Não acreditei que Davi, naquele estado estava me propondo descer com ele para continuar sua farra!

– Descer? Nesse estado que você está? Aliás, me diga primeiro como você conseguiu chegar até aqui? Duvido que tenha sido sozinho!

Virei de lado na cama e encarei-o. Ele fazia uma cara de safado. Envolveu-me com o braço, depois enrolou suas pernas nas minhas, praticamente me imobilizando. Tentou várias vezes me beijar. Virei o rosto e tentei com todas as forças me soltar de seu abraço. Não consegui.

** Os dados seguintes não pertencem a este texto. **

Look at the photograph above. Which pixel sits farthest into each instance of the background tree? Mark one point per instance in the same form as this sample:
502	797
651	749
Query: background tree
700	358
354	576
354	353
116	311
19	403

– Me dá um beijo, amor! Tá com raiva de mim é? – Gemeu no meu pescoço.

– Não. Mas não estou afim de ficar bêbada por tabela. Você está puro a bebida. Me larga.

– Está com raiva de mim, sim! Você não quer me beijar. Não fica com raiva de mim não, gatinha, eu te adoro.

– Pára de me chamar de ‘gatinha’!!!

Empurrei sua perna e seu braço com força, me desvencilhando daquele abraço sufocante e levantei-me rapidamente.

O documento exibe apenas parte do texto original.